Merrill Newman spoke briefly with the Santa Cruz Sentinel Sunday outside his vacation home in coastal Santa Cruz, about 75 miles south of San Francisco. Newman and his wife live about 45 miles north in a Palo Alto retirement home.
He was detained in late October at the end of a 10-day trip to North Korea, a visit that came six decades after he oversaw a group of South Korean wartime guerrillas during the 1950-53 war.
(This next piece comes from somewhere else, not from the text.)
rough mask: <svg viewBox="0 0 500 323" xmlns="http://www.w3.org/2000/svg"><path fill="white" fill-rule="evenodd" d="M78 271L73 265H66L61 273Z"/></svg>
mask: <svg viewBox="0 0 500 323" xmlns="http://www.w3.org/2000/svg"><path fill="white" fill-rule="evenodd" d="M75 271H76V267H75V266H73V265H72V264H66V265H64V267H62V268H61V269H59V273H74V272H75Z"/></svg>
Newman told the newspaper “that’s not my English” when asked about the video North Korean state media released last month showing him reading an awkwardly worded alleged confession apologizing for, among other things, killing North Koreans during the war.
Analysts questioned whether the statement was coerced. Newman hasn’t discussed the circumstances of the alleged apology, but it was riddled with stilted English and grammatical errors, such as “I want not punish me.”
The former South Korean guerrillas who had worked with Newman and fought behind enemy lines during the war disputed some of the details of the statement.
Newman also said Sunday that his wife is now in charge of his passport when asked if he planned any more international travel.
Newman cut short the impromptu interview after a few questions.
The veteran’s family didn’t respond to an email from The Associated Press requesting an interview. His son, Jeff Newman, said the family planned to talk about Newman’s experience in greater detail sometime later after he has recuperated.
Newman arrived at San Francisco International Airport from Beijing shortly before 9 a.m. Saturday and was greeted by his wife, son and friends.
“I’m delighted to be home,” he said. “It’s been a great homecoming. I’m tired, but ready to be with my family.”
He also thanked the Swedish Embassy in Pyongyang, North Korea, and the U.S. Embassy in Beijing for helping secure his release.
North Korea cited Newman’s age and medical condition in allowing him to leave the country.
Rep. Adam Schiff, a California Democrat, said on CNN Sunday morning that North Korea’s reason for detaining Newman may never be completely explained. He said North Korea’s internal politics, the country’s desire for global attention and other wants could have prompted Newman’s detention.
“They often will grab people to gain attention, to get a world leader to come and rescue them from North Korea,” Schiff said. “It may be a shout to the rest of the world that we want you to pay attention to us again and our nuclear program or it may be simply confined to something Mr. Newman said that caused him to be taken off the plane.”